Law enforcement has been particularly interested in the technology's ability to quickly identify
people's faces in digital images and videos. For instance, the AI-powered algorithms can scan
an image of a suspect, and then narrow down the person's real identity by matching the face
with photos in a criminal database, or even images scraped from social media.
However, civil liberty groups fear the technology could be deployed widely, giving it the power
to conduct surveillance and potentially collect your biometric information. The other concern is
what if the facial recognition makes a mistake? Ongoing research has shown the AI-powered
algorithms can sometimes incorrectly identify women and minorities.
The potential for abuse is why Google's cloud business decided in December 2018 to hold off
from offering a facial-recognition system for general purposes. "There are real concerns about
the potential negative consequences of AI, from deepfakes to nefarious uses of facial recognition,
" Google's CEO wrote in an op-ed in The Financial Times on Sunday. "While there is already some
work being done to address these concerns, there will inevitably be more challenges ahead that
no one company or industry can solve alone."
As a result, Pichai is advocating for world governments to come up with a regulatory approach to
rein in AI-powered technologies, including facial recognition. "I think it's up to governments to
charter the course (on facial recognition).

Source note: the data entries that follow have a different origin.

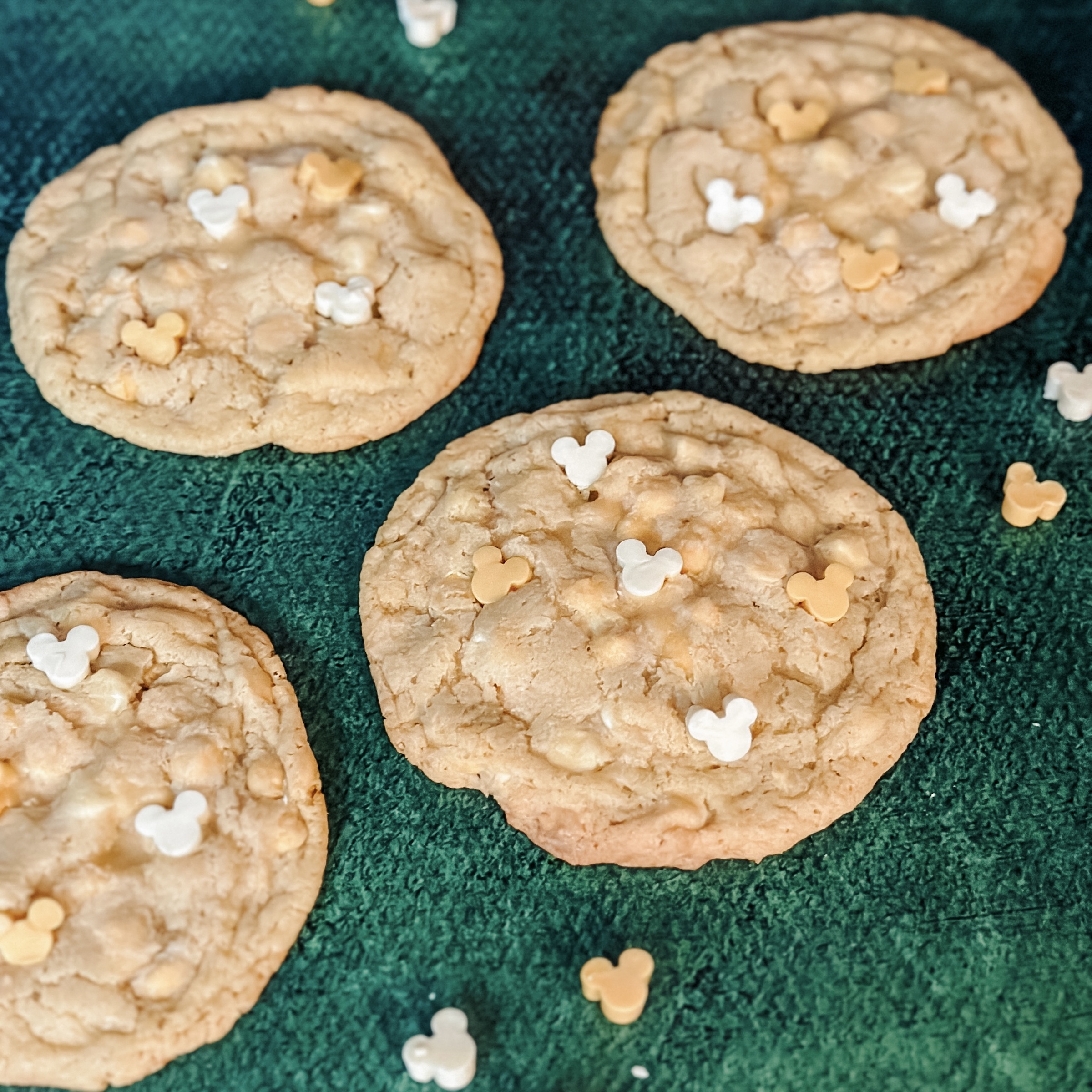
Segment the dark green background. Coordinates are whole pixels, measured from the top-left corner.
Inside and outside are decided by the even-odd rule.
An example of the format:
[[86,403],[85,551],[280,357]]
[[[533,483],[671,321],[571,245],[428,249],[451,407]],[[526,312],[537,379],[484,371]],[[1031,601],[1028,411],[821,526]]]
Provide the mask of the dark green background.
[[[341,454],[131,447],[50,408],[2,332],[0,586],[96,568],[192,583],[242,612],[284,657],[330,807],[325,886],[299,943],[227,1038],[149,1092],[410,1092],[402,1043],[441,1005],[470,1014],[476,1092],[1092,1089],[1092,422],[1040,397],[1051,361],[1092,357],[1090,202],[1061,272],[1007,329],[856,373],[744,364],[608,253],[587,170],[598,114],[670,41],[851,5],[460,7],[454,33],[420,51],[394,0],[0,0],[0,245],[41,185],[147,118],[316,82],[422,121],[505,253],[470,379],[400,435]],[[1092,166],[1092,3],[883,10],[997,50]],[[936,591],[939,695],[865,803],[781,857],[577,869],[391,748],[360,645],[360,559],[449,440],[559,399],[670,387],[799,432],[906,517]],[[1068,487],[1053,524],[1001,521],[1018,459]],[[645,1014],[619,1029],[581,998],[578,971],[628,945],[657,969]]]

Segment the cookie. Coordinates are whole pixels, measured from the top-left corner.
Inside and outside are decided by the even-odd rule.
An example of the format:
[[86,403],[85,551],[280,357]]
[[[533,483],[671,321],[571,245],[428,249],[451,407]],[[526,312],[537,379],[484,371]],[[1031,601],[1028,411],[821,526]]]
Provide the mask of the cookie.
[[264,633],[158,580],[0,595],[0,1084],[129,1084],[221,1038],[325,855]]
[[8,258],[45,397],[199,455],[402,428],[474,367],[501,284],[425,130],[320,87],[149,121],[49,182]]
[[592,174],[630,276],[745,360],[812,372],[1011,322],[1057,270],[1081,188],[997,56],[860,13],[662,49],[610,99]]
[[[530,575],[483,603],[486,547]],[[794,602],[798,573],[846,595],[838,620]],[[451,443],[365,556],[360,618],[394,746],[571,864],[781,853],[864,798],[935,690],[902,518],[799,437],[677,391]]]

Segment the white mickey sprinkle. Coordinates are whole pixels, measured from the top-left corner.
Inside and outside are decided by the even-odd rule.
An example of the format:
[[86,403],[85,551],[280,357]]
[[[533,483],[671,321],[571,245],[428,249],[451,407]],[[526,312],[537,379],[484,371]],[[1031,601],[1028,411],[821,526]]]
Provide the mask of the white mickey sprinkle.
[[323,281],[314,289],[314,309],[340,327],[358,327],[371,318],[376,286],[366,276],[353,276],[340,285]]
[[194,190],[186,205],[193,218],[216,240],[230,234],[239,218],[239,210],[250,200],[246,186],[228,186],[222,193]]
[[1078,371],[1068,360],[1057,360],[1046,369],[1043,397],[1058,403],[1058,413],[1066,420],[1088,420],[1092,417],[1092,364]]
[[729,693],[720,715],[711,709],[691,705],[686,714],[686,728],[719,762],[735,762],[750,750],[750,726],[757,717],[755,702]]
[[455,0],[397,0],[399,20],[412,46],[428,49],[455,28]]
[[992,193],[985,190],[968,193],[966,182],[959,175],[941,175],[937,179],[936,192],[940,198],[937,206],[940,218],[963,232],[997,210],[997,199]]
[[169,811],[158,804],[141,808],[136,812],[136,833],[152,839],[165,857],[186,857],[201,844],[199,820],[207,810],[201,793],[187,788],[175,797]]
[[406,1072],[419,1084],[436,1081],[441,1089],[464,1089],[477,1068],[477,1044],[466,1031],[462,1009],[440,1009],[431,1035],[414,1035],[402,1047]]
[[765,215],[765,205],[756,197],[736,197],[736,187],[726,178],[714,178],[705,187],[705,223],[714,232],[731,235],[744,224],[757,224]]
[[621,566],[621,585],[631,595],[655,595],[665,580],[682,571],[682,555],[677,549],[665,546],[649,557],[639,538],[618,543],[615,557]]
[[91,670],[98,655],[98,632],[94,626],[73,626],[63,641],[52,633],[37,633],[26,642],[31,663],[61,690],[71,690]]
[[589,432],[583,444],[575,437],[562,436],[549,449],[550,458],[578,489],[590,489],[603,477],[613,451],[614,437],[602,428]]

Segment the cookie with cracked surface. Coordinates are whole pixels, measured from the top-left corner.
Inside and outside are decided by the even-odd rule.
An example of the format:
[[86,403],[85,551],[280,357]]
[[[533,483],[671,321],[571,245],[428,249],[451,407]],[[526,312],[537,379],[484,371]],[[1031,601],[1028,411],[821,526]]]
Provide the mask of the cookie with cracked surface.
[[[788,106],[822,123],[782,134],[771,117]],[[662,49],[610,99],[592,174],[630,276],[745,360],[812,372],[934,356],[1011,322],[1057,270],[1081,188],[1061,130],[990,50],[860,13]],[[996,212],[946,223],[945,174]],[[759,223],[707,224],[717,178],[761,199]],[[845,242],[900,268],[857,290]]]
[[[603,429],[578,489],[550,455]],[[617,547],[677,550],[632,594]],[[486,606],[483,546],[533,575]],[[833,625],[785,591],[852,568]],[[917,732],[936,617],[903,519],[797,436],[685,392],[602,395],[451,443],[365,556],[364,642],[394,746],[434,781],[496,797],[572,864],[697,868],[781,853],[856,806]],[[691,737],[691,707],[755,703],[743,759]]]
[[[12,340],[45,397],[198,455],[402,428],[474,367],[501,284],[425,130],[320,87],[154,118],[49,182],[8,258]],[[170,312],[185,332],[162,354],[122,339]]]
[[[26,644],[75,626],[99,649],[61,689]],[[295,941],[327,855],[318,768],[265,634],[158,580],[5,592],[0,767],[0,914],[19,928],[38,900],[63,912],[51,950],[0,953],[0,1084],[129,1084],[225,1035]],[[200,823],[190,844],[141,833],[136,817],[162,822],[154,806],[176,798]]]

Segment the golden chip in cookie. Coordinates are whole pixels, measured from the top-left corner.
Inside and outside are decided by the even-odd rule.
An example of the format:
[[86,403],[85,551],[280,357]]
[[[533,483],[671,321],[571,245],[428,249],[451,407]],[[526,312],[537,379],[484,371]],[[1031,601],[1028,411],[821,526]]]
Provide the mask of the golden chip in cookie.
[[158,580],[0,594],[0,1084],[130,1084],[225,1035],[327,857],[265,634]]
[[[630,276],[723,348],[800,371],[1011,322],[1057,270],[1081,189],[997,56],[860,13],[662,49],[610,99],[592,174]],[[847,246],[890,256],[883,274],[843,278]]]
[[425,130],[320,87],[149,121],[49,182],[8,258],[45,397],[198,455],[402,428],[474,367],[501,283]]
[[[486,548],[530,579],[483,603]],[[836,618],[790,594],[841,570]],[[365,556],[360,619],[394,746],[572,864],[781,853],[865,797],[935,690],[903,519],[807,441],[685,392],[451,443]]]

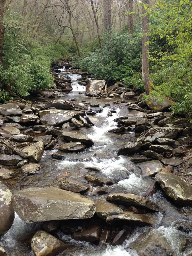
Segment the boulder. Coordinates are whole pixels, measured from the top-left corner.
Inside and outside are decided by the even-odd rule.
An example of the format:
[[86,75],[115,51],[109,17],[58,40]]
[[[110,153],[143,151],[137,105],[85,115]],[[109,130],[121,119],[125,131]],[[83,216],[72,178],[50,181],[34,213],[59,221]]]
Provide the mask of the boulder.
[[108,224],[120,226],[125,225],[129,227],[152,226],[156,222],[152,215],[132,213],[109,216],[106,220]]
[[178,204],[192,205],[192,185],[175,174],[161,172],[155,179],[167,195]]
[[31,163],[22,166],[21,169],[23,173],[28,174],[36,174],[40,170],[41,168],[40,165]]
[[14,135],[10,138],[11,141],[17,142],[23,142],[25,141],[31,141],[33,140],[32,136],[24,134],[19,134]]
[[87,190],[89,186],[84,183],[69,178],[64,178],[61,181],[61,188],[72,192],[81,192]]
[[94,144],[92,140],[79,132],[64,132],[62,134],[64,139],[68,141],[80,142],[88,147],[91,147]]
[[0,114],[3,115],[21,115],[22,111],[18,105],[13,103],[7,103],[0,105]]
[[6,233],[13,223],[15,214],[11,202],[12,195],[10,190],[0,181],[0,235]]
[[92,217],[95,211],[95,205],[90,199],[54,187],[24,189],[13,195],[12,202],[20,218],[29,222],[87,219]]
[[43,143],[39,141],[25,148],[23,151],[28,154],[28,157],[30,161],[38,163],[43,155],[44,148]]
[[39,113],[42,124],[55,126],[69,122],[73,117],[83,116],[83,112],[76,110],[48,109],[40,111]]
[[85,94],[94,96],[101,93],[101,90],[105,85],[105,80],[92,80],[87,86]]
[[141,175],[143,177],[154,176],[161,172],[163,168],[163,165],[158,160],[141,163],[137,166],[141,170],[139,174]]
[[151,128],[137,139],[137,141],[145,141],[153,143],[159,138],[166,138],[174,140],[179,130],[172,127],[154,127]]
[[8,155],[0,154],[0,164],[7,166],[16,165],[19,161],[16,158]]
[[58,149],[63,152],[80,152],[83,151],[86,147],[81,142],[69,142],[61,145]]
[[[131,206],[134,206],[142,209],[155,211],[159,211],[158,207],[153,201],[143,196],[134,194],[113,193],[108,196],[107,200],[118,202],[121,204],[125,204]],[[96,212],[97,212],[97,207]]]
[[176,104],[176,103],[167,98],[156,99],[152,97],[147,101],[147,105],[154,112],[166,112],[170,110],[170,108]]
[[38,230],[35,234],[31,247],[36,256],[57,255],[67,248],[63,242],[42,230]]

And it can be done in partnership. But I do think it's an
important area, and it has to be one of the higher risk applications that we tackle in the first wave
of use cases that we see," Pichai said during his talk in Brussels.
The American Civil Liberties Union agrees with Google's CEO and is urging governments to act now.
"Unethical surveillance companies will not wait for regulations before pushing their untested, error-prone,
and dystopian face tracking technologies on police departments across the country and the world,"
said ACLU's legislative counsel Neema Singh Guliani in a statement.
Others, like Amazon, have also been calling for facial-recognition tech regulations to prevent abuses.
But in the meantime, the company continues to market its own facial-recognition solution to police
departments and governments as a way to help them solve crimes, to the chagrin of civil liberties groups.
Microsoft, meanwhile, has been outspoken in calling for regulations on facial recognition. But company
President Brad Smith is pushing back on imposing a complete moratorium on the technology, pointing
to how the same systems can be used to identify and track down missing persons.
"I'm really reluctant to say let's stop people from using technology in a way that will reunite families when
it can help them do it," Smith told Reuters. "The second thing I would say is you don't ban it if you actually
believe there is a reasonable alternative that will enable us to, say, address this problem with a scalpel instead
of a meat cleaver."
The debate, meanwhile, comes after the New York Times this weekend published a troubling story about
Clearview AI, a little-known startup that can take a photo of someone and match it with public photos from
across the internet. "Users would potentially be able to identify every person they saw. The tool could identify
activists at a protest or an attractive stranger on the subway, revealing not just their names but where they lived,
what they did and whom they knew," the Times reports.